Unos minutos después, ya de vuelta en su coche, Nate pensó que aquella muñeca de la colina acababa de coquetear para salvarse de una multa que él ni siquiera iba a ponerle, y se sintió como un tonto. ¿Separada de su marido? Seguramente acabaría enseñándole su tarjeta esa misma noche durante la cena y los dos se reirían mucho. ¡De Nate Weiss!

Luego pensó en su apellido: Aziz. Un apellido de Oriente Medio. Estaba casada con un árabe, quizás. A un policía judío no le hacía sentirse bien pensar en esa fantástica mujer casada con un árabe rico. Nate Weiss se preguntaba cómo podría haber sucedido.

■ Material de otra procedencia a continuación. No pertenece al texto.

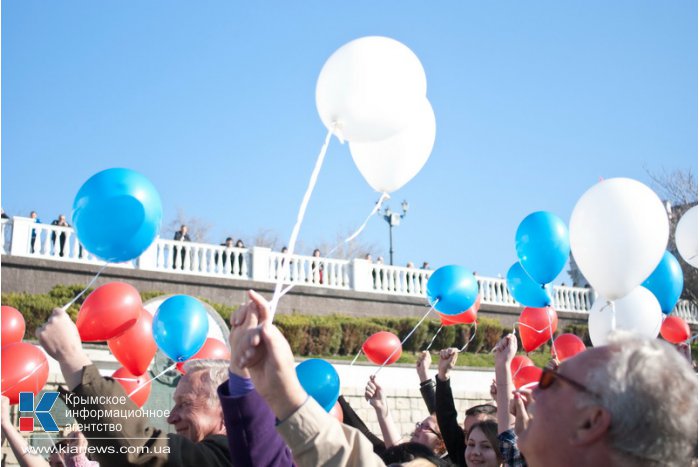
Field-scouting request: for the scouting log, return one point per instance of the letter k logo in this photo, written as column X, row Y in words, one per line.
column 26, row 404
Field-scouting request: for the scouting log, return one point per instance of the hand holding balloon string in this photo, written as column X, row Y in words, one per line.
column 60, row 339
column 432, row 307
column 261, row 349
column 300, row 217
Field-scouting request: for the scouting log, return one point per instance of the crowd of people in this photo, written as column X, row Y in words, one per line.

Después de dejar a Hollywood Nate, Margot Aziz condujo hasta un club nocturno llamado Sala Leopardo que se encontraba en Sunset Boulevard. Era un club de striptease, pero sólo de topless, para que pudiera venderse alcohol. El marido del que estaba separada también era dueño de un club de striptease total, pero en ése no estaba permitido vender bebidas alcohólicas. En ese club, Alí Aziz tenía que ganar dinero de las bebidas refrescantes, que se vendían muy caras y con un consumo mínimo obligatorio, y del precio de las entradas. La mayor parte del tiempo lo pasaba en la Sala Leopardo, pero iba a menudo hasta el otro club a recoger el dinero de la caja que le daba el gerente.

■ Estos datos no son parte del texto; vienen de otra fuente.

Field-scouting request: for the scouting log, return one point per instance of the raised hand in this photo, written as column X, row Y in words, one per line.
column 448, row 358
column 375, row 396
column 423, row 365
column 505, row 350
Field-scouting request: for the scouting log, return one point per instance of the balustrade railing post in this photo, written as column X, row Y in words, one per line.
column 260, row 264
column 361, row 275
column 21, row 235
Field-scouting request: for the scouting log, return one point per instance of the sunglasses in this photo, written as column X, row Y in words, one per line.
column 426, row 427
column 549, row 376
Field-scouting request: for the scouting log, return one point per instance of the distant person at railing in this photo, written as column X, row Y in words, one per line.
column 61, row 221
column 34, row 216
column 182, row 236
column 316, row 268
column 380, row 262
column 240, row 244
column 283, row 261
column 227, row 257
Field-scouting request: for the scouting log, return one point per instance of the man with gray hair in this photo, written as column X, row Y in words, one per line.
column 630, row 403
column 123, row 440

Margot había llamado por teléfono para asegurarse de que Alí no estuviera en la Sala Leopardo a esa hora del día, y al entrar se dirigió hacia el camerino esquivando a los empleados mexicanos que estaban preparándose para abrir el negocio a primera hora de la tarde. No era el típico club de striptease de luces tenues y colores oscuros. Tampoco era como el club nocturno de desnudo total de Alí, que tenía bancos tapizados de piel falsa, columnas de falso granito y cielorraso de falso nogal. Aquél era claustrofóbico, con fotos de desnudos en marcos dorados que Alí creía que provocaban fantasías y erecciones. Margot ya había estado suficientes veces en ese tipo de clubes.

Ella misma había decorado el interior de la Sala Leopardo, a pesar de las quejas de su marido por la cantidad de dinero que gastaba. Había sillas de cuero trenzado alrededor del escenario, paredes de terracota y una guarda de baldosas color arena intercaladas en la alfombra marrón chocolate que Alí había pedido insistentemente y que había comprado barata. Este club daba una sensación más abierta, invitaba a la clientela femenina. Al menos ésa había sido la intención de Margot cuando había decorado el interior.

Abrió la puerta del camerino sin llamar, y una adorable asiático-americana de veinticinco años que estaba sentada frente al espejo, en albornoz, aplicándose delineador de ojos, levantó la vista.

– ¿A qué hora volverá él, Jasmine? -preguntó Margot.

Caminó por detrás de la joven y pasó su largo cabello negro sobre uno de sus pechos implantados, cuyos pezones y areolas estaban pintados de rojo. Luego masajeó los hombros y el cuello de la bailarina, y le besó ligeramente el hombro derecho.